Sepanjang perjalanan menuju
kafeteria, kami melihat banyak burung gereja beterbangan di langit,
“Besok aku akan menjadi salah satunya,” katanya. Saat itu ia seolah-olah
sepenuhnya menyerah akan hidup.
Entah apa yang ada di
pikirannya. Yang jelas, lama setelah menerima kabar mengenai kanker yang
ia derita, saya menyadari tak lama lagi saya akan kehilangan kekasih
saya. Dan hanya bisa mendorong kursi roda pria itu saat ia sedang merasa
hampir mati membuat saya merasa tak berguna.
Sepuluh kilogram
bobot tubuhnya turun selama setahun ia menjalani kemoterapi. Kanker otak
yang ia derita baru kami ketahui ketika sudah menjelang stadium akhir.
“Seandainya
kita bisa kembali ke masa lalu dengan mesin waktu,” ujarnya saat itu.
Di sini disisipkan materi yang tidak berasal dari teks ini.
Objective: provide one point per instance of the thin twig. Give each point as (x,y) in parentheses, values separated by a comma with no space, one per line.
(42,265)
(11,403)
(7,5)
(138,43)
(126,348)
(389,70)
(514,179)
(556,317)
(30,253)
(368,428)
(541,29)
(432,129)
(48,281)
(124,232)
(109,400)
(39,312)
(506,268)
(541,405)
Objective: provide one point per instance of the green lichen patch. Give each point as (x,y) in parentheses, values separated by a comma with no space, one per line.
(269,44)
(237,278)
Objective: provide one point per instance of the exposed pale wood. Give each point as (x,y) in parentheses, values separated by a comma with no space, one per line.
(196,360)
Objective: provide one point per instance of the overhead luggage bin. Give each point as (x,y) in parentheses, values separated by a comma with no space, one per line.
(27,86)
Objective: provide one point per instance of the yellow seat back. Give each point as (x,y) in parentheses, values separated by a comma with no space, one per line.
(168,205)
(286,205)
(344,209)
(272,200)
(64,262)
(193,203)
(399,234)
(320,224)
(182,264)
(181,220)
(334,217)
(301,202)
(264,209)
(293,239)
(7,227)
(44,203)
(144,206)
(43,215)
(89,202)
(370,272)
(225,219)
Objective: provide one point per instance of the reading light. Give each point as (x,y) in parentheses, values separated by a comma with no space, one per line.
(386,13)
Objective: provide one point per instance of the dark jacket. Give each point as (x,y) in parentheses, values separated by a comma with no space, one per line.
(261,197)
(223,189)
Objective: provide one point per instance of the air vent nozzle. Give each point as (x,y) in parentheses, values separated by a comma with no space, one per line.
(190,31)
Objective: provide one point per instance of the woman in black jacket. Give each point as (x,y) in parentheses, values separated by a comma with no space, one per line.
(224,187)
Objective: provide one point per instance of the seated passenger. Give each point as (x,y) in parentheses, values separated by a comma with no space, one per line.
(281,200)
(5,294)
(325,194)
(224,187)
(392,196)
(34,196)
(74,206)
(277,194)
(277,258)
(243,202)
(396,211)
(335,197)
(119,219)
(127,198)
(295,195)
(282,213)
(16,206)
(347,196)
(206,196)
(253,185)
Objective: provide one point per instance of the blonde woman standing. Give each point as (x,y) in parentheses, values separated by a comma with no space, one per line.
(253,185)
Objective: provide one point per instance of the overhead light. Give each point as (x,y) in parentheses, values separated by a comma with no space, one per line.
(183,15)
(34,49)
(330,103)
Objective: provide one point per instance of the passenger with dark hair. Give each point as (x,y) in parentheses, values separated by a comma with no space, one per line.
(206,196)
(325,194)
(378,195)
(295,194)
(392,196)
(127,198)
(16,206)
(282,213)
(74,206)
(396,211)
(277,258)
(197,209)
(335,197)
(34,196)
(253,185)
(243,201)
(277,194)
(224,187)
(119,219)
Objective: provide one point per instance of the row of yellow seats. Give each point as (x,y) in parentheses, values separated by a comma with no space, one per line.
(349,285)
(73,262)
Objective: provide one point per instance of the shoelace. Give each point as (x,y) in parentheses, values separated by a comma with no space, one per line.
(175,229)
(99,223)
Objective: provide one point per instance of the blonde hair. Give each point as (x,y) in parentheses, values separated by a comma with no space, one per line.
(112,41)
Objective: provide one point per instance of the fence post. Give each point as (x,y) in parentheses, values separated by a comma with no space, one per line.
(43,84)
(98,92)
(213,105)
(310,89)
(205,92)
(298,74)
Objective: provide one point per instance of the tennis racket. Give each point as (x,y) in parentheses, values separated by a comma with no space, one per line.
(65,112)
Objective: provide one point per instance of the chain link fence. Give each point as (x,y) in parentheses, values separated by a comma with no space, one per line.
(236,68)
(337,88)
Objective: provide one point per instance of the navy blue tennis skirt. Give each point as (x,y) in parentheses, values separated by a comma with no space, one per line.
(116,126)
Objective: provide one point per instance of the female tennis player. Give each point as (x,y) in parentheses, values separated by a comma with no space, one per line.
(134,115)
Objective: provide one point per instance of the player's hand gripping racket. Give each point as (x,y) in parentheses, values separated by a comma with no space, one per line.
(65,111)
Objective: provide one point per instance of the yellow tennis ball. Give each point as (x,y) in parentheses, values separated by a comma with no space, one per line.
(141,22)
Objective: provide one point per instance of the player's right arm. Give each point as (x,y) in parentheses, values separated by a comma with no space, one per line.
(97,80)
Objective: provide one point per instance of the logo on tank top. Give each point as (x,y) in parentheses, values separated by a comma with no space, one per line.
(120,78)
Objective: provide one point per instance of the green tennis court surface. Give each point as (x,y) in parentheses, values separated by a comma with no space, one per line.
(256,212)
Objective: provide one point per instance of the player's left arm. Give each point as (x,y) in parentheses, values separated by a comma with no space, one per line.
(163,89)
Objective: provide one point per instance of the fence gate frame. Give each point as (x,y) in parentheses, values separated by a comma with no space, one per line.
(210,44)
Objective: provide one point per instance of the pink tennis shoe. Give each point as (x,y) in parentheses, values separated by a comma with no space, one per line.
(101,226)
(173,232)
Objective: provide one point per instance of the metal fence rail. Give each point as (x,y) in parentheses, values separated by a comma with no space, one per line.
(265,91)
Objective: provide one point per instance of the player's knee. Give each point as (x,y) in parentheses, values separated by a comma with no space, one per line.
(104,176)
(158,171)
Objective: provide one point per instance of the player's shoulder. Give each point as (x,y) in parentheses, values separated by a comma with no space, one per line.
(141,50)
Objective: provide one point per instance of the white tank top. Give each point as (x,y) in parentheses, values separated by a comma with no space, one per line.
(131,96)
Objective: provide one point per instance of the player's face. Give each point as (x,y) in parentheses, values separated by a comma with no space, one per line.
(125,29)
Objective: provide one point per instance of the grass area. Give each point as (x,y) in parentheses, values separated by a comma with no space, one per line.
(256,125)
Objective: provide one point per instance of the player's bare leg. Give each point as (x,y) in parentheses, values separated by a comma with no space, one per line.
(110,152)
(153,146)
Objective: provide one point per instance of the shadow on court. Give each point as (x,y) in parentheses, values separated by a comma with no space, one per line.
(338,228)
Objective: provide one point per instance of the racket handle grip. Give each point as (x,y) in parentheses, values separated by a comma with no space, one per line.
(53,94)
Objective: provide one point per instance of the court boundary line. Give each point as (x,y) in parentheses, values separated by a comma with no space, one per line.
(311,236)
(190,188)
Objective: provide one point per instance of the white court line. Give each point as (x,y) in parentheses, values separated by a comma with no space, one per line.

“Mungkin seharusnya kita tidak pernah bertemu. Waktumu terbuang sia-sia,
sepuluh tahun kamu habiskan hanya untuk menemani pria yang akan mati.”
KAMI
sampai di kafetaria rumah sakit. Saya memesan dua mangkuk bubur ayam
dan dengan sigap mengambil dua botol air ukuran sedang.
Darah
mengucur dari hidung kekasih saya. Ia tidak bisa menggerakkan tangannya
untuk menghapus darah itu. Dua minggu sebelumnya, kedua tangannya mulai
lumpuh.
“Kita seharusnya benar-benar tidak usah bertemu,”
rajuknya. Darah dari hidungnya terus mengucur dan tak berhenti. Saya
ambil tumbukan daun sirih dari wadah plastik di dalam ransel dan saya
letakkan di lubang hidungnya. Beberapa saat, darahnya berhenti.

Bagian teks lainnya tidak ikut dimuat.